FAIRHOPE – Efforts to better manage city funds should soon give Fairhope another $4 million to $6 million a year for community projects, Mayor Karin Wilson said Thursday, Feb. 6.
In the annual “State of the City” address at the Fairhope Civic Center, Wilson said that in the last three years the city has gone from requiring half the profits of the Utilities Department to operate to being self-sustaining.
“What do we have to look forward to? A lot” Wilson said. “Now that utilities can finally afford its long-overdue upgrades and work has begun, in a few short years, the city of Fairhope will have an extra $4 million to $6 million a year to spend in community development. It’s an amazing opportunity that most cities will never attain -- $4 million to $6 million a year to enhance our quality of life.
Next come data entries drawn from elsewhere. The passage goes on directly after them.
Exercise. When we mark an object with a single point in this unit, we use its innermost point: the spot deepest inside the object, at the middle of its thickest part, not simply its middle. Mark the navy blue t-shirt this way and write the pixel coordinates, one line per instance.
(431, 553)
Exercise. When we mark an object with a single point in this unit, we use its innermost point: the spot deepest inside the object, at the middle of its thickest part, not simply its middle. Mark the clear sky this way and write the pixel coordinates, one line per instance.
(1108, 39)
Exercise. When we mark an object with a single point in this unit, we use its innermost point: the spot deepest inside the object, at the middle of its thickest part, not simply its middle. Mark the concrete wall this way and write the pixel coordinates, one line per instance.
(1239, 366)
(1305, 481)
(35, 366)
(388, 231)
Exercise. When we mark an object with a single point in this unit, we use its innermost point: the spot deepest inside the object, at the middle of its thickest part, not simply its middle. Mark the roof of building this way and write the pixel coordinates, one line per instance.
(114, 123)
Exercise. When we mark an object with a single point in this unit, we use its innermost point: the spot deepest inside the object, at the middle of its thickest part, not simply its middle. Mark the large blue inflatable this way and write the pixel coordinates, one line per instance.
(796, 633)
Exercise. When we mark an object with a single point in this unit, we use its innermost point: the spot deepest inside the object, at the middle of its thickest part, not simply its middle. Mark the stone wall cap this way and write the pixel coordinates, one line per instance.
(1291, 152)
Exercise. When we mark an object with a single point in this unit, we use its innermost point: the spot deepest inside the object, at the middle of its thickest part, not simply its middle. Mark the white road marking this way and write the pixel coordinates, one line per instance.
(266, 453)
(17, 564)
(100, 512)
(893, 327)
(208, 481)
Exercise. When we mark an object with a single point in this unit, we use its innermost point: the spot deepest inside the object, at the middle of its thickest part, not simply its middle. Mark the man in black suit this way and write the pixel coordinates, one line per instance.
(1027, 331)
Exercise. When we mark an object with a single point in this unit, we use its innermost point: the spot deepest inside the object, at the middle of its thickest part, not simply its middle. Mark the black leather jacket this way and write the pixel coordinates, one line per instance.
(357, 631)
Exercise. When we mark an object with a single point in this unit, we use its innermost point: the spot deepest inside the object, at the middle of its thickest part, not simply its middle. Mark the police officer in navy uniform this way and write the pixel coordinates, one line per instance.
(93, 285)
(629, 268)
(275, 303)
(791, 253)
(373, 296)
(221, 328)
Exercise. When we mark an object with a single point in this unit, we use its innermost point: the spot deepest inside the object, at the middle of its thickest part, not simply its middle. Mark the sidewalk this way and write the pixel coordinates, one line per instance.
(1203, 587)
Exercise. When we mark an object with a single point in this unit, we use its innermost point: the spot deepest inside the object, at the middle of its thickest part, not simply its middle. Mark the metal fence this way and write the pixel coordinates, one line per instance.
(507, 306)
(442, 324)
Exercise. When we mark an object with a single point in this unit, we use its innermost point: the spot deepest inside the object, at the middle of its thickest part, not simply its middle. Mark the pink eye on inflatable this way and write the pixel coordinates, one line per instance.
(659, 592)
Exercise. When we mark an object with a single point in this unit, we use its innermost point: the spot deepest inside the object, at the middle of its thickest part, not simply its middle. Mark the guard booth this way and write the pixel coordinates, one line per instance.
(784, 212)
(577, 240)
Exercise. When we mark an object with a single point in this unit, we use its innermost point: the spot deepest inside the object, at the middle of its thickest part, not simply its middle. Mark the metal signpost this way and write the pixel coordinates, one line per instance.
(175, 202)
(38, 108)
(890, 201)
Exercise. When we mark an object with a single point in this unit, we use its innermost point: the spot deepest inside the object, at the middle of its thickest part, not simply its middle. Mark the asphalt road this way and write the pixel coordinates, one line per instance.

We need to start talking now about the possibilities, but we must stay the course.”
Wilson said that since taking office after the 2016 elections, she has worked with city departments to restore Fairhope’s finances as well as improving communication and citizen engagement.
“Each department has become good stewards of your tax dollars,” Wilson said.
Wilson said that in recent years, many issues that had been discussed in the past have been addressed.
“We’ve invested millions in facility maintenance, critical utility upgrades and improving the health of Mobile Bay all without borrowing a dime,” Wilson said. “The four BP Restore projects I proposed in 2017 were awarded in the amount of $18 million for sewer rehabilitation, a study to reduce sanitary sewer overflows in Mobile Bay on the Eastern Shore, a comprehensive land use plan to better manage growth and protect our quality of life and, lastly, a working waterfront project located at the municipal pier.”
Wilson praised the work by Public Works Director Richard Johnson and Economic and Community Development Director Jessica Walker in making the working waterfront project the first such effort to begin in the state.
She said the $6.2-million greenspace project will include bluff stabilization featuring a sunset seating gallery and park improvements.
The mayor said improving safety for pedestrians and bicyclists is another goal for residents
She said city officials have also worked to improve communications with residents.
“Obtaining opinions from all walks of life and listening to different viewpoints is the only way to run a successful city,” Wilson said. “I value the thoughts and concerns of others and believe they push us to make better decisions for the community as the whole.”
The city is also making Fairhope a better place for pedestrians and bicyclists, Wilson said. Fairhope was the first city in the state to adopt complete street initiative in 2009. Now, Wilson said she wants future generations of children to grow up enjoying bicycle rides around the city as she and her sister did growing up in Fairhope.
“We have continued working hard to preserve that spirit of exploration and walkability as well as enhancing safety for bikers and pedestrians alike,” Wilson said. “The new crosswalks on Section Street, new sidewalks in various locations throughout the city and numerous other projects are helping us make sure future generations have the same opportunity my sister and I had when we grew up here.”
The State of the City event at the Fairhope Civic Center included exhibits by municipal departments to allow residents to talk to department heads and employees about planning, community development, finances, police and fire protection and other services.
The mayor said improving communication with residents has been another city goal in recent years.
“Obtaining opinions from all walks of life and listening to different viewpoints is the only way to run a successful city,” she said. “I value the thoughts and concerns of others and believe they push us to make better decisions for the community as the whole.”